Blincoe has written for British radio and television, including episodes of the BBC TV series Waking The Dead and Channel 4's Goldplated. As a critic and reviewer he has worked for the Modern Review, under the editorship of Toby Young and Julie Burchill. He was a columnist for the London Daily Telegraph until September 2006, writing the weekly 'Marginalia' column.

==Publications==

He is the author of six novels, Acid Casuals (1995), Jello Salad (1997), Manchester Slingback (1998), The Dope Priest (1999), White Mice (2002), Burning Paris (2004). He was a founding member of the New Puritans literary movement and co-edited (with Matt Thorne) the anthology 'All Hail The New Puritans' (2000) which included contributions from Alex Garland, Toby Litt, Geoff Dyer, Daren King, Simon Lewis, and Scarlett Thomas. In 2017 his history of Bethlehem was published, Bethlehem: Biography of a Town.

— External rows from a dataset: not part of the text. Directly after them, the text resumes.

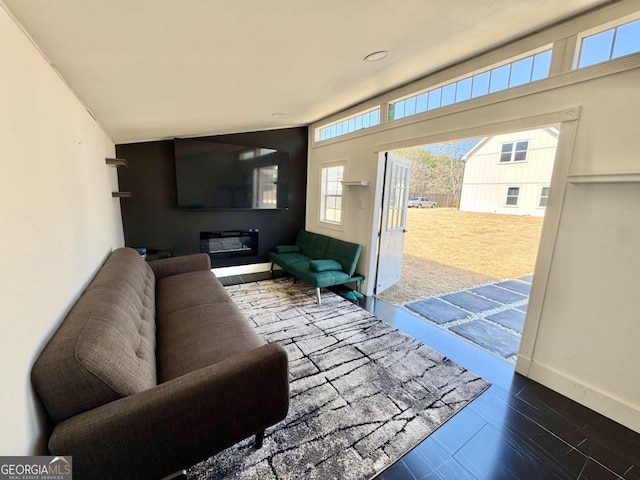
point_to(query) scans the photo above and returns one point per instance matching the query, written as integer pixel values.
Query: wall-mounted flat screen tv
(213, 176)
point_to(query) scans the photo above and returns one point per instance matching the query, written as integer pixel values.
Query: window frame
(322, 208)
(517, 196)
(514, 151)
(541, 196)
(611, 25)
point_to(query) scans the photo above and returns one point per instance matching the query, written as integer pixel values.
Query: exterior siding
(487, 180)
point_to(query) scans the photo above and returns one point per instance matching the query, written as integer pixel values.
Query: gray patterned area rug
(362, 393)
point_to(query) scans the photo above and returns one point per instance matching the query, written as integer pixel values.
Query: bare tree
(436, 170)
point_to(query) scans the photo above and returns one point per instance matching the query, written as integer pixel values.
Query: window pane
(463, 90)
(521, 72)
(500, 78)
(627, 39)
(541, 65)
(410, 106)
(544, 196)
(375, 117)
(596, 48)
(366, 120)
(398, 109)
(434, 98)
(421, 103)
(505, 155)
(448, 94)
(520, 156)
(480, 84)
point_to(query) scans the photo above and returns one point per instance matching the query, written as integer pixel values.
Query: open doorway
(468, 262)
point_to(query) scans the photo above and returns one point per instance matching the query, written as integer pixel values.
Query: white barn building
(510, 173)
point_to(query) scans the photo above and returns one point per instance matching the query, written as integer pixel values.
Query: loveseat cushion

Blincoe won the Crime Writers' Association Silver Dagger for his novel Manchester Slingback in 1998. His early novels were crime thrillers set in or around his native Lancashire and the clubs of Manchester.

Some of his more recent novels reflect his life split between homes in London and Bethlehem. He is a co-editor of a book on the International Solidarity Movement Peace Under Fire: Israel/Palestine and the International Solidarity Movement (2003) with Josie Sandercock, Radhika Sainath, Marissa McLaughlin, Hussein Khalili, Huwaida Arraf and Ghassan Andoni. In 2019 he released "More Noble Than War: The Story of Football in Israel and Palestine"

Blincoe's book, Oliver Twist & Me: The True Story of my Family and Charles Dickens's best-loved novel, was published in September 2025. This details the connections between Blincoe's ancestor Robert Blincoe, an orphaned workhouse boy, Oliver Twist and Charles Dickens. It was shortlisted for the James Tait Black Memorial Prize for biography in 2026.